I am getting inconsistent results from multiplying the same two matrices together with OpenBLAS on Julia master:
julia> y = randn(400,400);
julia> x = randn(400,400);
julia> cond(x * y)
3108.7389106095816
julia> cond(x * y)
250095.81630383938
julia> cond(x * y) # same
250095.81630383938
julia> cond(x * y)
16627.89658977373
julia> cond(x * y) # again
250095.81630383938
julia> cond(x * y)
2631.777572954922
julia> z1 = x * y;
julia> z2 = x * y;
julia> maximum(abs, z1 .- z2)
81.02332984524476
81 is not a trivial difference!!
I understand that if threading results in adding numbers together in a different order (depending on when threads complete), that it is expected to get slightly different answers. But 81 is a very large number compared to the magnitude of entries in the matrix. argmax
points to the 81, and I see a large block of incorrect answers.
When I look at zδ
, the matrix of differences, I notice that it is almost entirely 0.0.
julia> zδ[1:15,350:365]
0.0 3.40016 5.51059 15.5744 38.3682 7.10866 38.1058 0.791143 27.7809 15.6203 13.285 1.89272 17.4851 0.0 0.0 0.0
0.0 21.2102 0.686299 7.07578 38.1467 21.3853 13.6936 22.3834 20.9474 12.5285 19.6346 7.20672 18.6198 0.0 0.0 0.0
0.0 5.87573 4.10078 31.6043 2.47654 19.1434 19.9269 40.6902 8.60271 17.1051 38.5678 13.5105 39.141 0.0 0.0 0.0
0.0 29.5379 17.8031 19.7143 5.82252 12.9395 81.0233 8.24332 9.7846 6.86419 34.6936 40.1017 3.81325 0.0 0.0 0.0
0.0 7.74442 30.1483 1.19507 19.9153 24.768 3.15936 26.7861 8.8477 25.36 4.08705 34.1401 25.1399 0.0 0.0 0.0
0.0 25.1696 6.23755 5.07073 22.7564 22.1431 9.66137 18.8559 18.284 34.299 8.87634 11.4519 19.5225 0.0 0.0 0.0
0.0 0.0837383 10.7374 1.09023 31.3011 12.3954 17.2506 34.3372 33.3534 5.56733 3.04148 0.278859 6.39959 0.0 0.0 0.0
0.0 65.448 16.9498 8.4026 19.6995 11.1045 52.3888 23.052 2.5545 27.4019 2.33811 1.74398 5.8446 0.0 0.0 0.0
0.0 31.9391 0.708929 4.41991 12.3908 10.8966 8.13072 11.3948 8.15043 6.74772 19.3858 41.8931 37.9043 0.0 0.0 0.0
0.0 3.92232 2.29414 20.2639 30.3701 17.8275 8.54815 0.0279554 1.83999 35.9216 3.36693 33.7164 11.1285 0.0 0.0 0.0
0.0 3.98999 17.6255 33.2399 1.99359 26.5441 24.0701 31.2736 11.5732 15.1464 23.3285 24.5417 0.35802 0.0 0.0 0.0
0.0 22.4708 8.45022 11.09 22.609 25.0343 21.2055 9.91141 11.274 5.06574 17.0936 7.48366 36.9995 0.0 0.0 0.0
0.0 0.112206 25.5591 20.8131 1.24503 46.9793 18.4077 24.4956 5.83157 51.9475 0.893717 5.15207 12.8931 0.0 0.0 0.0
0.0 14.986 9.28381 16.6061 35.9068 1.0082 5.79184 9.15659 2.57992 23.2148 33.4547 11.6657 13.8442 0.0 0.0 0.0
0.0 16.46 28.1464 35.3354 4.86666 26.4538 4.80481 36.36 37.221 27.8764 25.0792 4.25533 25.3219 0.0 0.0 0.0
Setting it to a single thread solves the problem.
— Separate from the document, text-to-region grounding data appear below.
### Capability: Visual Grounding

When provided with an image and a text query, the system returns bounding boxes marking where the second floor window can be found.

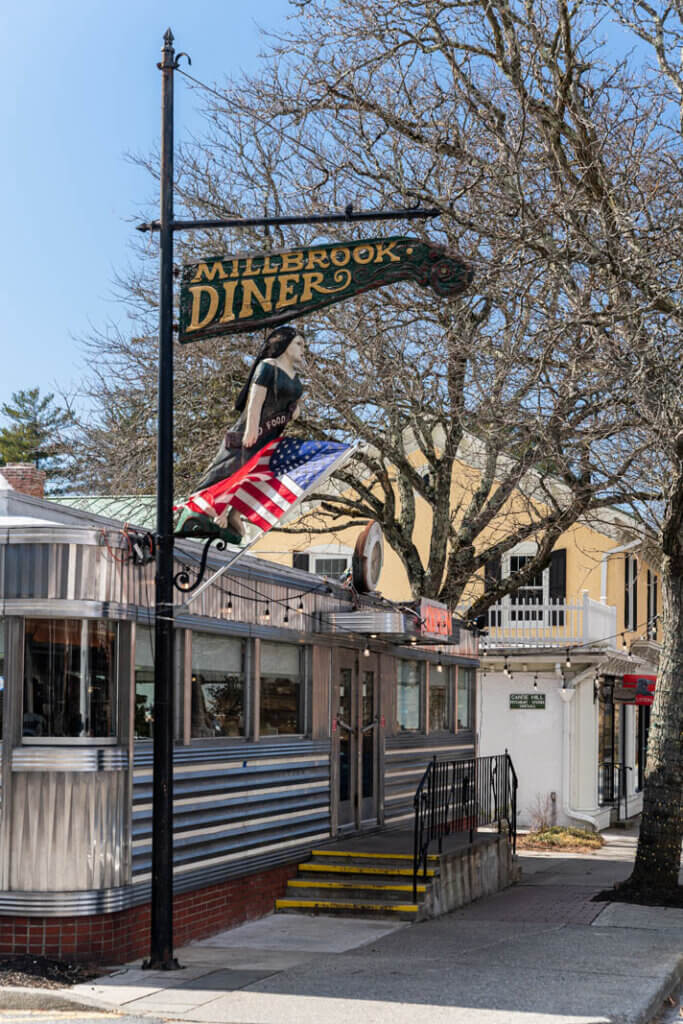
[624,555,638,632]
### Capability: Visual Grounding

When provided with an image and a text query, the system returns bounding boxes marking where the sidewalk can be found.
[14,831,683,1023]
julia> BLAS.set_num_threads(1)
julia> zot = x*y;
julia> maximum(abs, z1 .- zot)
84.05177973473988
julia> maximum(abs, z2 .- zot)
83.6115213251184
julia> maximum(abs, z3 .- zot)
83.6115213251184
From a few tests vs my own matmul functions, the single threaded BLAS seems to be getting the correct answer (maximum absolute difference closer to 10^-13).
MKL, and Julia 0.6 + OpenBLAS get the correct answer.
Should I file an issue with OpenBLAS on github?
I reproduced on two computers (one AMD Ryzen, the other Intel Skylake), so this seems like a cross platform problem. Please let me know if you can/cannot reproduce.